MIchael: I never planned on getting old. I actually did something about it: raced motorcycles, figuring that sooner or later, it would be a done deal, and I wouldn't have to worry about getting old. I'm 60 now, and I creek when I move, had over 28 broken bones over the years. Sometimes you get the worst of all possible worlds. Watch out for what you wish for, you have just get it. By the way been married for 33 years. As to those who didn't select properly, you have no condolences. Learn from your mistakes, make sure that the person you're thinking about marring is someone that you want to spend the rest of your life with, not some bimbo that you want to sleep with. Art
I think the idea is to then be able to buy the Ferrari BACK from the helping friend. Something tells me that he might not get it back! Of course the above theory assumes that one is going to live forever and therefore have the time and money to spend and/or sacrifice on a possibly non-ending and unsuccessful search. Even though we disagree on most issues, for a brief moment, I was actually starting to feel some compassion for Art...... But then the mood passed and I started thinking more clearly!

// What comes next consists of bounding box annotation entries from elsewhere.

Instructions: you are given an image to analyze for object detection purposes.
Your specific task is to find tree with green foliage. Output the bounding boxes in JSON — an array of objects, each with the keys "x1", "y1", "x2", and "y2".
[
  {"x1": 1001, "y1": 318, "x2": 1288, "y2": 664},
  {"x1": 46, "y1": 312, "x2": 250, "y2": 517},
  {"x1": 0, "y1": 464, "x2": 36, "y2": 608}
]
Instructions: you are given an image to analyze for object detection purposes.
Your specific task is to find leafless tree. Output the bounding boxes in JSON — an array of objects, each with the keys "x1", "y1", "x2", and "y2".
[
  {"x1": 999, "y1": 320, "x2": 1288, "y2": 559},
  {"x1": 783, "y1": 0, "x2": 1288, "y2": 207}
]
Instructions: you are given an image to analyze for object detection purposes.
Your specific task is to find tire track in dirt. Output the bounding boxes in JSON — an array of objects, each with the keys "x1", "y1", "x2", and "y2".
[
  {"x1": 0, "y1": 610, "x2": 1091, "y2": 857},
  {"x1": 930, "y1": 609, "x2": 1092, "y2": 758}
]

Arlie: Don't feel sorry for me, I don't. I did everything that I wanted to do, had pretty good success at just about everything that I wanted to do, and have no regrets about what I've done (at least what I've done on my own, perhaps not what I've done because I've been told to do it). I think that very few people can say the above. Art
BEEN THERE, DONE THAT.......GOT THE RECEIPTS. Had to sell the Lola race car, Porsche 911, and the Kubota tractor! She wanted a cash settlement. Now I have 3 Maseratis, 2 Porsches, a Mercedes, and a Ferrari. I guess it was worth the sacrifice.
Well said. And to all you jaded guys, my wife encourages my owning an F car, wants me to get the Maser GT, as do the kids, who are mostly grown and heading out the door for college. So,not all marriages end in disaster. I've been through a divorce,too. A good lawyer helps, being adult helps too. Sometimes people just should not be married to each other and that was my situation. I still talk regularly with my ex, I have primary custody of the kids, she sees them 2X a week. But through the entire divorce, we kept talking, although sometimes with raised voices, and so, can still talk now. As an aside. I hired an attorney who normally represented women. Shocked the hell out of the judge, and the other attorney when we showed up together for a custody hearing. Really changed the atmosphere, and adjusted the viewpoint of all the other players.